Wind power expected online in 2029-2031 is estimated to add 2,000 MW of capacity. Battery storage coming on line from 2027 to 2032 is expected to add about 4,900 MW.
A New Hampshire solar project slated for 2028 has a planned capacity of just over 100MW, while a Maine solar project in 2029 would add 183MW.
State policies are a strong driver of renewables.
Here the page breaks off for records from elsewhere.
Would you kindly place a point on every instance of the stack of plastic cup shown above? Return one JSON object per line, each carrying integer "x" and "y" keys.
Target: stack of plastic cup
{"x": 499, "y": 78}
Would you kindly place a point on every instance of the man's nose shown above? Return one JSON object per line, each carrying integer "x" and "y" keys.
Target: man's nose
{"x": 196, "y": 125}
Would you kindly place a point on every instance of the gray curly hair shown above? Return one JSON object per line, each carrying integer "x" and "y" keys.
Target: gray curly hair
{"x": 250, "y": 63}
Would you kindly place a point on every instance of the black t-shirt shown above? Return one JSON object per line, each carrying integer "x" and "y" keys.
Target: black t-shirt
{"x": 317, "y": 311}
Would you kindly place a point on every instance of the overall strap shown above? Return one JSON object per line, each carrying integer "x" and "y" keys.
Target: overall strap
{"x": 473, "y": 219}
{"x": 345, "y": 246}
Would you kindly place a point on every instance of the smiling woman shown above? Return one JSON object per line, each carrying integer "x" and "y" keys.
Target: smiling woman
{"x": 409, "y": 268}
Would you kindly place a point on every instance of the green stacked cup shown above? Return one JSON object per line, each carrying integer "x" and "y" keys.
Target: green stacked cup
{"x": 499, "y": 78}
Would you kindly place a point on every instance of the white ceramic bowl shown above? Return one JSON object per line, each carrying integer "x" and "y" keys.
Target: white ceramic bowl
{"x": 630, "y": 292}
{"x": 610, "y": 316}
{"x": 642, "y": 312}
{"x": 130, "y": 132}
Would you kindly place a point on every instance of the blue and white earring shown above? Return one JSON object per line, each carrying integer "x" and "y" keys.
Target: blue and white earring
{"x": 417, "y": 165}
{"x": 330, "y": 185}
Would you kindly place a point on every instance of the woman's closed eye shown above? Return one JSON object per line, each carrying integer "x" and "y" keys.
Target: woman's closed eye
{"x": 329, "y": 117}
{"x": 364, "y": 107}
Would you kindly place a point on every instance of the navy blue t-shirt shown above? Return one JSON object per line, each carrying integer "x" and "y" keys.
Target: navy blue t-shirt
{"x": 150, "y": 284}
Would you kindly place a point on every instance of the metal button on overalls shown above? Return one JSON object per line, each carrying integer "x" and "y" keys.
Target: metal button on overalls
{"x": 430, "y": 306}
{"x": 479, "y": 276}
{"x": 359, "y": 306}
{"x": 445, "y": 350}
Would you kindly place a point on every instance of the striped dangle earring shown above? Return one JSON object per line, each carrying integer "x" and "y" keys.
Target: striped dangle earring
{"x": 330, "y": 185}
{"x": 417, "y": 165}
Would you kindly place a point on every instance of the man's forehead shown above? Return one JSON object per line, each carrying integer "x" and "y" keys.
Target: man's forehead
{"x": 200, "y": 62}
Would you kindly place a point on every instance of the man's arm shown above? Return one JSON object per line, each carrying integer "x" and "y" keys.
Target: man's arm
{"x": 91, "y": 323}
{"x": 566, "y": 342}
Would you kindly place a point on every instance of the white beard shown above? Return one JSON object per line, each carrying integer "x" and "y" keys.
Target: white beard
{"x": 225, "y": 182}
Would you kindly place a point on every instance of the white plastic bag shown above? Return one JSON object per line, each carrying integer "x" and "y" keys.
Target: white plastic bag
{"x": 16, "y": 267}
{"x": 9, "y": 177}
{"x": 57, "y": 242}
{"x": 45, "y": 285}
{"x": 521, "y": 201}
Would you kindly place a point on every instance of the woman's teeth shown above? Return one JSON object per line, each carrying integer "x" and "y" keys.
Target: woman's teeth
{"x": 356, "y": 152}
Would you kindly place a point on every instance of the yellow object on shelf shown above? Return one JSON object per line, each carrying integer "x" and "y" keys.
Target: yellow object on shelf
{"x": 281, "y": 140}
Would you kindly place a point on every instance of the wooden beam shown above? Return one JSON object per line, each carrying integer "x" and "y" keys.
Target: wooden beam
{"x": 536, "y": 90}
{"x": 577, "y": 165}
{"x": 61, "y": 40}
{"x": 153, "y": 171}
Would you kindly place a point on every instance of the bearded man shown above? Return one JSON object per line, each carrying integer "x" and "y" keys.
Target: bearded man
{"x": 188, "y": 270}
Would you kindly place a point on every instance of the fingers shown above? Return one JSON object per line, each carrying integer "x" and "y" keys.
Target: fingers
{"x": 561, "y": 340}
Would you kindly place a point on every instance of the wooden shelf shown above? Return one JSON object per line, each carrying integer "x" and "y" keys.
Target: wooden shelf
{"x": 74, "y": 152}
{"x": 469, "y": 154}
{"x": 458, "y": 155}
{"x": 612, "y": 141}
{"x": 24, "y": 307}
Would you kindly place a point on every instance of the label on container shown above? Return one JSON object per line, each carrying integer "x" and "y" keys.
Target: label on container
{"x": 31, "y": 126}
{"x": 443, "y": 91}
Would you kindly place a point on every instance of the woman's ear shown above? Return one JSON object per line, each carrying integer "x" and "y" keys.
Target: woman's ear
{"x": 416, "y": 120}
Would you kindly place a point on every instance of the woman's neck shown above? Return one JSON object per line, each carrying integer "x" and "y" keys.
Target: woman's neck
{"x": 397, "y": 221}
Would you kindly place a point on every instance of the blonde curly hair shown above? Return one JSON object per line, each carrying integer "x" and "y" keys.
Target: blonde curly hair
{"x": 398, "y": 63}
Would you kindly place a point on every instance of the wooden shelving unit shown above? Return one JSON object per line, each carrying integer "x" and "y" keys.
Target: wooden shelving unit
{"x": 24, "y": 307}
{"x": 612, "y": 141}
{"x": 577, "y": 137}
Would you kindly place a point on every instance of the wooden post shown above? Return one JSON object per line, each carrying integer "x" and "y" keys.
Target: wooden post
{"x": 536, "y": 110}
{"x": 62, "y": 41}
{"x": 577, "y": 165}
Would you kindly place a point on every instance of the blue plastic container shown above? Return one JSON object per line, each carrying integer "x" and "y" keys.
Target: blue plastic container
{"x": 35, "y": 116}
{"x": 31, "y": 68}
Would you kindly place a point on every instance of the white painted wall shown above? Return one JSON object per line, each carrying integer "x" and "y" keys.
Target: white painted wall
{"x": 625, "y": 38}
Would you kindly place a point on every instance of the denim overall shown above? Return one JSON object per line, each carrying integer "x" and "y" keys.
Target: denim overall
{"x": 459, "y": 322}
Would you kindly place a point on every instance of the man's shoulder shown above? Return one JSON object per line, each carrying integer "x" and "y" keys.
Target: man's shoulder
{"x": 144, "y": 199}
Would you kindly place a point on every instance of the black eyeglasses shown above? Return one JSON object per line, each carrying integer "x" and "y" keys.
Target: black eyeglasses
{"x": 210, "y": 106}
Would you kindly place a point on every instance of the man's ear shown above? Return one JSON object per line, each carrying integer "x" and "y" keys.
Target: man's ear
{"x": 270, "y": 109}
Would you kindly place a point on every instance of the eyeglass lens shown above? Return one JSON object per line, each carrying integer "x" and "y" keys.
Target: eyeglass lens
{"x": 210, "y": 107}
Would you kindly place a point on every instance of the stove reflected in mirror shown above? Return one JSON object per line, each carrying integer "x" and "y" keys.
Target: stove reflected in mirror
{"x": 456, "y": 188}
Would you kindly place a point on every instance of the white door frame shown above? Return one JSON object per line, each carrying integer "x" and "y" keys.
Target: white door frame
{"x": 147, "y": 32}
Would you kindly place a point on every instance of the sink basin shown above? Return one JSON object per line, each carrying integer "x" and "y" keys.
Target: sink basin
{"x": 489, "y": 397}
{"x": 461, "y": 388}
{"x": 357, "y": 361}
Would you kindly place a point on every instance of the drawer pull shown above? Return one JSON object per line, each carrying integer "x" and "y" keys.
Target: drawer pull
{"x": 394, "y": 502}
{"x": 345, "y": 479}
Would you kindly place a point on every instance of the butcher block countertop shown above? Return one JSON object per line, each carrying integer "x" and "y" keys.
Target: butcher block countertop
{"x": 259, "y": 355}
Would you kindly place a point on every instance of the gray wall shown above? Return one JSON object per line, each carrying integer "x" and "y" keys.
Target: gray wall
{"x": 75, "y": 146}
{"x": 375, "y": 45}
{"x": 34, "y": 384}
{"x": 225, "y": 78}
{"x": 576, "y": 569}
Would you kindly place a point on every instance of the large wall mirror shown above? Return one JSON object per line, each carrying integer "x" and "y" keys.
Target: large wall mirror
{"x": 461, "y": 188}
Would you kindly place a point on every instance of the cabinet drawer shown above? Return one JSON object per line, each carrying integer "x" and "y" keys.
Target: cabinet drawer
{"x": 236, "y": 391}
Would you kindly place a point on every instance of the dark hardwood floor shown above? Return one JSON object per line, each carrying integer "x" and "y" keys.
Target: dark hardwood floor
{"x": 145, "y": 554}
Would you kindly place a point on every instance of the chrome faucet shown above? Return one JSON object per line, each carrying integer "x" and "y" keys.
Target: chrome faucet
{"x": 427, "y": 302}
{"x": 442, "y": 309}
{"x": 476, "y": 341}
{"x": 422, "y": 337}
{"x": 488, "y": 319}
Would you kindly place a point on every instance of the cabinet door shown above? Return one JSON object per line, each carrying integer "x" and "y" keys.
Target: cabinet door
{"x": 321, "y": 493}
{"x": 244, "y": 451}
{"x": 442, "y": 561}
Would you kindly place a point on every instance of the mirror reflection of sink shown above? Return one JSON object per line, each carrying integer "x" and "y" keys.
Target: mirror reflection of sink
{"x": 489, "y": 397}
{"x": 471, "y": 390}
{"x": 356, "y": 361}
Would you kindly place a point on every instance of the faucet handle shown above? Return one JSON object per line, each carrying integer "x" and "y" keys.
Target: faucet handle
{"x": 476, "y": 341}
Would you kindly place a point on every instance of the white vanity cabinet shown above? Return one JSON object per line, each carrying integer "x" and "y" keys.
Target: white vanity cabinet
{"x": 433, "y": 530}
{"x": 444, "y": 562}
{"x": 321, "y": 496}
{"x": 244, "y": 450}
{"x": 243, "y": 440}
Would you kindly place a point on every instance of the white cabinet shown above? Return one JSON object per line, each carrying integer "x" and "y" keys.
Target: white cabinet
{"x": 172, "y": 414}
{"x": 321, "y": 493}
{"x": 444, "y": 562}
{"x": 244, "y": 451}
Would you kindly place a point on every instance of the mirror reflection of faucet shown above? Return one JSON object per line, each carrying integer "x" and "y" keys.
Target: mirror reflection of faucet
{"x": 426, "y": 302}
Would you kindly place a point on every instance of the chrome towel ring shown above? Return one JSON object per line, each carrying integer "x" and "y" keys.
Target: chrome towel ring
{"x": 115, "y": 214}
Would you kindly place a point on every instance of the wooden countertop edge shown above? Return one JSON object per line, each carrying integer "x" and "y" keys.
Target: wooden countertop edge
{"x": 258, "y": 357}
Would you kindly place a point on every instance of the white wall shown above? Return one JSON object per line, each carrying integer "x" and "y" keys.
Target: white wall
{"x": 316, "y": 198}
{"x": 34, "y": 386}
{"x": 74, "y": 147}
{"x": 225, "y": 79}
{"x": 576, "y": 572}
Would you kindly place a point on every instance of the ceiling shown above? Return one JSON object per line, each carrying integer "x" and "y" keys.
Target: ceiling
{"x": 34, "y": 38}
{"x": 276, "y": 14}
Most New England states have ambitious goals to reduce carbon dioxide (CO2) emissions.
An economic study by the ISO released last year called New England’s Evolving Grid explored some of the difficulties of co-optimization, or the simultaneous optimization of interdependent systems in a search for efficiency.
Some of the findings suggest eventual conflicts between reduced emissions, low costs and power demand growth.
The study found that photovoltaic solar supports early decarbonization, and land-based wind is consistently economical from 2033 to 2050.
For average weather, the projected resource mix in place in 2033 could serve forecasted demand through 2039, but cannot meet state emissions reductions targets without building new resources.
Zero-carbon generation resources added from 2033 to 2039 would primarily satisfy regional emission reduction policies, not demand growth.
“Emissions reductions before the 2040s are more cost effective than later reductions,” the grid study said. “Emissions reductions beyond 85% of policy goals drive escalating costs.”
New England and some western states are unique because power generators must pay for CO2 allowances.
Connecticut, Maine, Massachusetts, New Hampshire and Rhode Island are among the states in the Regional Greenhouse Gas Initiative.
Auction prices for the cap-and-trade program have gradually risen from $3.07 per short ton of CO2 in 2008 to almost $25 per ton in March. A secondary market also exists.